We had a hard drive failure at our data center yesterday - here's what we did about it.
Miami's a beautiful place. There's sun and sea, dolphins and Disney World. It's also the place where we have our data center, a rack of hard drives nestling among hundreds of others, all cared for by our hosting provider.
Usually all of these drives function perfectly well, but occasionally, as with any piece of technology, things go wrong. Fortunately we get notification of this, and yesterday our hosts told us that one of our drives had suddenly and unexpectedly failed and that they'd be replacing it. This caused severe degradation of performance across the entire site and all our tools.

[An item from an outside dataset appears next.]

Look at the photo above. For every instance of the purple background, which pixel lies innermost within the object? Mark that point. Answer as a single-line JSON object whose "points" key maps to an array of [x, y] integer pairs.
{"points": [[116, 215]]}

Once the disk drive had been replaced, it took a few hours for it to catch up with the other drives in the array (half a billion keywords don't just synchronize in just a few minutes ...), and obviously some of our Keywords Tool, Link Builder and API customers were affected by this. We had quite a few messages in our support network which fortunately we were able to respond to quickly, and a few Twitter posts, which again were acknowledged quickly.
The drive had caught up with the rest of the system by around 01:30am GMT and things got back to normal so that users could get back to the serious business of keyword research.
We've also managed to add some time to the Keywords tool accounts of all the people that have contacted us about this - if you were affected but didn't get in touch, please let us know and we can do the same for you.
In terms of the future, we're improving our failsafes so that if something like this comes up again we can deal with it more quickly.
What do you do when things go wrong for you?